Whenever I do well I’m at the end of my string so maybe something will happen because I’m getting pretty near the end of it.

That’s what makes champions champions is when they learn how to be good consistently, and there’s more people that don’t ever figure it out than do. And I hope that one day I’ll be one of those people that does figure it out. I have to just learn, I have to build from it. As frustrating as today was and as disappointing, I have to learn from it and walk away.

 

Allison

When Alli got hurt that really hurt our team. We’re really close this year, we have a really good bond. We’re friends and we’re teammates and so when someone goes down it’s hard, because you feel their sadness and their pain. She’s had a really tough year this year, she’s overcome a lot. She’s one of the strongest people I know, so to see her sidelined as her dreams are within reaching distance from her that’s really hard and it’s really sad. You have to remember that it’s part of sports, it’s what we signed up for, it’s part of the sport of ski racing. The good news is I’ve had similar injuries and I know you can come back and I know you can come back stronger than when you left.

 

Her future

(pause) I have… a lot of unfinished dreams and a lot of unfinished goals. The fact that the Olympics are in Vancouver in 2010 is a huge… pro. But to be honest I have to sit back and think. If I go I go for four years, and I have to decide if I want to do that, if I want to be 29 years old and still skiing.

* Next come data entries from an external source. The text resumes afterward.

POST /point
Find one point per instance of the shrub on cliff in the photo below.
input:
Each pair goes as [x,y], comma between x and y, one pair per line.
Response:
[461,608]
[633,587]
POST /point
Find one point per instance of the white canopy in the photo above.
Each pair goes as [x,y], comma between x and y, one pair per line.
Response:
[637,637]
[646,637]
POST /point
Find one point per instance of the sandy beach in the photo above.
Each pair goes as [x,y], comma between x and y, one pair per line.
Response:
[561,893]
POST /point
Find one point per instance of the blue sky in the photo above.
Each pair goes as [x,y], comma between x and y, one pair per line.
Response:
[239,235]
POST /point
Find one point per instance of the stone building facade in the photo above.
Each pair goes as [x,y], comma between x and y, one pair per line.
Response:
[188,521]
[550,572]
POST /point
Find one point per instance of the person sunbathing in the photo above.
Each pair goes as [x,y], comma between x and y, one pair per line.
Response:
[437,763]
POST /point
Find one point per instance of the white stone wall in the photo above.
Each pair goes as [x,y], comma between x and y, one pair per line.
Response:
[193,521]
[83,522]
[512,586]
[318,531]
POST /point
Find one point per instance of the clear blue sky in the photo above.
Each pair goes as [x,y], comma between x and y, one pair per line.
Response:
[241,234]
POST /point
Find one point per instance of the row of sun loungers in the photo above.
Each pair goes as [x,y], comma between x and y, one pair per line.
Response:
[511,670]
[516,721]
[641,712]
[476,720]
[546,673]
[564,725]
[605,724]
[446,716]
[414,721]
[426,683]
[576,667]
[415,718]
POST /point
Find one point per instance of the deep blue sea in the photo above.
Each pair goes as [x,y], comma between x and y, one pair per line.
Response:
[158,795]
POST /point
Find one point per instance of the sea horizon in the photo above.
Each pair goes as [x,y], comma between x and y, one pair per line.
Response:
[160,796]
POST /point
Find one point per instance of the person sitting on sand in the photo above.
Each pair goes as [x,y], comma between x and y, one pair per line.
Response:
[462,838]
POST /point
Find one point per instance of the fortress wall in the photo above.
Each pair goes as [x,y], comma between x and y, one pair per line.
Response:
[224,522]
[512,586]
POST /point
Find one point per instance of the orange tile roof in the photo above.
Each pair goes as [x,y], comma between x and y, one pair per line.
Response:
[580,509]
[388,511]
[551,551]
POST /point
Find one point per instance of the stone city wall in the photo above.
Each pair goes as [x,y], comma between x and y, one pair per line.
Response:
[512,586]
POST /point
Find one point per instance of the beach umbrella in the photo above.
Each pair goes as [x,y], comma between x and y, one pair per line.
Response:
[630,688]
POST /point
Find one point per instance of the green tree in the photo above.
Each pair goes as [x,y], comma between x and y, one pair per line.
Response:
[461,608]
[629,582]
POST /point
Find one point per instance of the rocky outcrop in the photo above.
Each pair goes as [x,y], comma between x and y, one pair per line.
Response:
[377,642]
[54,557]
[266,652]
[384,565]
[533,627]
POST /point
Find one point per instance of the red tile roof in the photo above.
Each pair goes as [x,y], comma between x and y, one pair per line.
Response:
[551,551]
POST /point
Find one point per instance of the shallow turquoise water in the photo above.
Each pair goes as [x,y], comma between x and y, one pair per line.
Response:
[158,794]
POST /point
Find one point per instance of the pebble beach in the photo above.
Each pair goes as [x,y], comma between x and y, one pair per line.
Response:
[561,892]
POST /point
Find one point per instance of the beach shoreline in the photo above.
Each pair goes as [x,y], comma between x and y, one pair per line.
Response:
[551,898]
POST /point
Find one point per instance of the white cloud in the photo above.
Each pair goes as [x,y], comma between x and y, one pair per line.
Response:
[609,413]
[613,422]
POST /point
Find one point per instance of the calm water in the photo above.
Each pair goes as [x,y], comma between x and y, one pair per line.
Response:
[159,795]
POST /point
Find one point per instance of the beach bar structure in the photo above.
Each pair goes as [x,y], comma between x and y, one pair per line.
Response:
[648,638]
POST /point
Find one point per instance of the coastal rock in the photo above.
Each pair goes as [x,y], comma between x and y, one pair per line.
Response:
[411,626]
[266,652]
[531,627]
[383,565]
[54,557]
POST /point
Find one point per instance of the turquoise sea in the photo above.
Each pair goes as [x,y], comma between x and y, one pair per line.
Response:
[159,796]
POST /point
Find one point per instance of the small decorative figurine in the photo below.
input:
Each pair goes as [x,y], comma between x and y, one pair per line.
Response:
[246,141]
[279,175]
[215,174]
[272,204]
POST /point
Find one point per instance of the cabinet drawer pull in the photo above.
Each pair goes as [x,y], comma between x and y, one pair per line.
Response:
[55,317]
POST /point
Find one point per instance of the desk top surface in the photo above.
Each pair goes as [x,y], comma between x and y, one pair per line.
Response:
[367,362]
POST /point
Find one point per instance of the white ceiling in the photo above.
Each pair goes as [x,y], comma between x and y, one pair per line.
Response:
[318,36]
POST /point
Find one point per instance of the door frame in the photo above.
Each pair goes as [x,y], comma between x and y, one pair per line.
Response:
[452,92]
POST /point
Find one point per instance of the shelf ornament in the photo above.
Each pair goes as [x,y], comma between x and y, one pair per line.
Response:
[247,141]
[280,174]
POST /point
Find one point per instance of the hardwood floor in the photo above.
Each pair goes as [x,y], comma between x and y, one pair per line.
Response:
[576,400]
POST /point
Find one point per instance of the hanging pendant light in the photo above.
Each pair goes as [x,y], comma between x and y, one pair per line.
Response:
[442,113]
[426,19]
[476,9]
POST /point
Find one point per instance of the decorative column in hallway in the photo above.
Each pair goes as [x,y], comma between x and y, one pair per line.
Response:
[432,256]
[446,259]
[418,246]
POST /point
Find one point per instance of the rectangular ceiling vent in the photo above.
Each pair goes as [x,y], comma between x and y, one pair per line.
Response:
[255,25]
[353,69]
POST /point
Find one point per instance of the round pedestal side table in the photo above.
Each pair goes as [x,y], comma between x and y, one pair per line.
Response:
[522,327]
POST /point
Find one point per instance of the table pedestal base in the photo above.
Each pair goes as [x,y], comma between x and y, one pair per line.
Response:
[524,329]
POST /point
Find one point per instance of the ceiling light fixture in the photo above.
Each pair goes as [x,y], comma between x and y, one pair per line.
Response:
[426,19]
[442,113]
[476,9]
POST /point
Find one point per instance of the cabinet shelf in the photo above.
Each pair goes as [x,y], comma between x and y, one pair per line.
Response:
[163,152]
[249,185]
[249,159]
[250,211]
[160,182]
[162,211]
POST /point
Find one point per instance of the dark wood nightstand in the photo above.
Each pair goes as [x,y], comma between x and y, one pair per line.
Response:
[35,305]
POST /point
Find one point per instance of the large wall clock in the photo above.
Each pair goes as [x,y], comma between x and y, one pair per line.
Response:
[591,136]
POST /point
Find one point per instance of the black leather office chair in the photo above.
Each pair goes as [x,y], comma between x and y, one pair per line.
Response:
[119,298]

I think if I left I’d feel like I didn’t give it all I had. But, on the other hand, there’s more out there.

There’s other things I want to do, other things I want to try. But I don’t want to go out a loser, in a sense. I think that if I gave up… if I stopped this year I’d feel like I was giving up. That would be hard to live with.

 

Will do combined and super G

Slalom, ice, men’s combined results

 

Super G has been my best event this year, so the Games aren’t over yet.

 

Wasn’t fluid on the rollers. I got a little late before the first big jump and it just kills your speed and those halfpipe turns I just cannot get this year. I got them last year and I can’t get them this year. You know, when you enter a flat section 15 km/h slower than the winning time how do you compete with that, how do you make that up? I know I’m a good glider but I’m not that good.